Ensuite, chacun fait son marché parmi les quatre sessions parallèles consacrées aux présentations des résultats récents des recherches. On les appelle ici des "Oral Abstracs". Certainement les moments les plus importants de la conférence, puisque c’est à ce moment que l’on discute des avancées cliniques et fondamentales. Viennent ensuite les discussions thématiques (ce mardi, la méningite à cryptocoques, la prédiction de la réponse au traitement anti-VHC), entre 13h et 14h, autour de 5 à 6 six présentations affichées, les fameux posters. Qu'on retrouve ensuite dans une plage de deux heures qui est réservée à la promenade studieuse dans les allées du Poster Hall, et ses chercheurs qui halètent (parfois sur l'allaitement).

Les sessions de la fin d’après-midi sont généralement consacrées à des symposiums, soit des présentations synthèse ou thématiques d’actualité (aujourd'hui, la Prep et les hépatites). Mais en fonction des résumés (abstracts) envoyés par les équipes de chercheurs, il arrive que l’on y glisse une session "Oral Abstract" (ce mardi, sur la transmission du VIH).


PrEP
La prévention biomédicale (des traitements antirétroviraux pour des séronégatifs en prévention de l’infection par le VIH) avec un puzzle de la Prep dont de nouvelles pièces se mettent en ordre, mais dont la complexité se dévoile peu à peu. Un défi pour l’implémentation de cet outil préventif qui doit se comprendre en complémentarité avec les autres, et qui selon Susan Buchbinder, du département de santé publique de la ville de San Francisco, est une formidable opportunité pour les personnes de reprendre le contrôle sur leur prévention et de réduire les disparités. Un immense défi aussi, quand on sait que plus de 4 000 personnes vivant avec le VIH attendent d’avoir accès aux traitements par l’aide publique aux Etats Unis. Un grand coup de pied dans la fourmilière ?

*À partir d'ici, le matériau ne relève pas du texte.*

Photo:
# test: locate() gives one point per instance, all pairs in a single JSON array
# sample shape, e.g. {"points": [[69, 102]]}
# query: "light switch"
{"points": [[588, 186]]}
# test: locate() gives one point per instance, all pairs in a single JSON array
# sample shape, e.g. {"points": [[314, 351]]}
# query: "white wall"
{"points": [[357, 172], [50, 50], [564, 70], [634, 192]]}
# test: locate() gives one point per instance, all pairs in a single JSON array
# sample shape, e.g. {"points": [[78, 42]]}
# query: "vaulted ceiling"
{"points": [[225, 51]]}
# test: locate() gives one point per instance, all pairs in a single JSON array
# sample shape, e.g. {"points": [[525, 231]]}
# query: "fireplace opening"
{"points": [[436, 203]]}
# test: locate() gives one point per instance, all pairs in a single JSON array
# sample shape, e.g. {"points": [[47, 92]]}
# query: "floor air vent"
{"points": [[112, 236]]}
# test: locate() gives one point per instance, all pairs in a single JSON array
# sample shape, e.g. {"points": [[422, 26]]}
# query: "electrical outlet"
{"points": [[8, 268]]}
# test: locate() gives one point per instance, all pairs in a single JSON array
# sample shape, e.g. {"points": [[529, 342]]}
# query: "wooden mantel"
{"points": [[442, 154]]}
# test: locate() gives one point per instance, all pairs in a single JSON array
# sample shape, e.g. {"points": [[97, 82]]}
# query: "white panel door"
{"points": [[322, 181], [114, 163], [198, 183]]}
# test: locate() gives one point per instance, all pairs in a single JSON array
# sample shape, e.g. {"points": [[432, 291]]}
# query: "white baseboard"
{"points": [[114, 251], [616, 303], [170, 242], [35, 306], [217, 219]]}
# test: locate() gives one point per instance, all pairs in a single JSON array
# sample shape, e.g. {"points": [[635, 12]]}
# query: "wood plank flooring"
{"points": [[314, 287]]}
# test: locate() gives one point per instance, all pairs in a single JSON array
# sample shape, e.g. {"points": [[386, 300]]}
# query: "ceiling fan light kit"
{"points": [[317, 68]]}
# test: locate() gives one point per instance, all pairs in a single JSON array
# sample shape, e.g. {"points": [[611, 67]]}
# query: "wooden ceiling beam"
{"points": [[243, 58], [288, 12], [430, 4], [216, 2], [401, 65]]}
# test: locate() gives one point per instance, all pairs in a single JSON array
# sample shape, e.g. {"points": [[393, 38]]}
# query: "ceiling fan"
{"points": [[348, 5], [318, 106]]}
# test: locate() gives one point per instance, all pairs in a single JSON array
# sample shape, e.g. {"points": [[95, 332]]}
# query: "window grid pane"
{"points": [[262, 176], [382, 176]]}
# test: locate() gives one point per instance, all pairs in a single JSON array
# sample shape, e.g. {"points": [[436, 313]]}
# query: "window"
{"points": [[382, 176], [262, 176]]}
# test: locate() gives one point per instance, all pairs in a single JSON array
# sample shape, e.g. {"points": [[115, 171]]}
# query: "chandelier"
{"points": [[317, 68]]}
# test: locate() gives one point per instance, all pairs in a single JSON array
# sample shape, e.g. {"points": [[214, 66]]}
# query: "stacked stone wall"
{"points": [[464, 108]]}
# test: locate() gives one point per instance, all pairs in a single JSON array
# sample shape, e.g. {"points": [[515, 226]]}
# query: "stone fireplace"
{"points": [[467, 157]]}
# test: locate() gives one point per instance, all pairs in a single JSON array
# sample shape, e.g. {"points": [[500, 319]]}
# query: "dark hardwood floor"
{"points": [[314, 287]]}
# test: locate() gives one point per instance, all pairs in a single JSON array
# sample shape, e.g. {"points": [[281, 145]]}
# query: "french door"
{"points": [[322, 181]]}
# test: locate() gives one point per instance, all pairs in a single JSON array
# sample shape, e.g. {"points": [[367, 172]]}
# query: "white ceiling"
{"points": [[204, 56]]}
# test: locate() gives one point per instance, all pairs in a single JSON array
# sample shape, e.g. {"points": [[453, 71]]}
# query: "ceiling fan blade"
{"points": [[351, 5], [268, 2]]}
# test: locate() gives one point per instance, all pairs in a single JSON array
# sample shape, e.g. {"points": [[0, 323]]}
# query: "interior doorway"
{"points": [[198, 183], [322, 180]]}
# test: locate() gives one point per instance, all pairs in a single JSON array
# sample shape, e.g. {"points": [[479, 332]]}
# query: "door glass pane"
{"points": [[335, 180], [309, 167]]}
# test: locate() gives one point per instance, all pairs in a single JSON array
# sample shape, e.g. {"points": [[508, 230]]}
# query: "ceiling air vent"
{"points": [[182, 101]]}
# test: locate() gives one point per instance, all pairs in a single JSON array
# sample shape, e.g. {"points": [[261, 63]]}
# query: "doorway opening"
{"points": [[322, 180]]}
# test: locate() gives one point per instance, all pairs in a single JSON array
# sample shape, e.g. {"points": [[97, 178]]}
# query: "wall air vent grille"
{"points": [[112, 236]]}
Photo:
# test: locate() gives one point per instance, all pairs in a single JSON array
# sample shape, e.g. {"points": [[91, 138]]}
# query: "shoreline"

Circoncision : ça se confirme !
Des résultats ont également été rapportés sur la circoncision. Les programmes massifs de circoncision en place en Ouganda (Ronald Gray) donnent les mêmes résultats positifs que l’essai d’Orange Farm en Afrique du Sud mené par Bertran Auvert (Université Versailles-Saint-Quentin, étude ANRS 12 126) qui a réduit de 25% le nombre de nouvelles infections par le VIH chez les hommes, avec un taux d’hommes circoncis de 60%. Chez un homme circoncis, la protection conférée par cette intervention qui se fait une bonne fois pour toute (et coûte 30 dollars) est de l’ordre de 50%. Soit sensiblement la même protection qu’observée dans les premiers essais. Bertran Auvert a montré que la circoncision réduit de façon plus modeste (23%) le risque de contracter le virus de l’herpès génital (HSV-2). Pour lui, il faudrait augmenter le taux de circoncis et envisager de circoncire les bébés.


Seattle, jour et nuit
Autre rituel, celui de la soirée France, où chercheurs, cliniciens, industriels, et associatifs se réunissent dans une ambiance moins guindée qu’à l’accoutumée. Moment où les langues se délient, où les vipères s’étendent. Cette année, choix du Space Needle. On y file.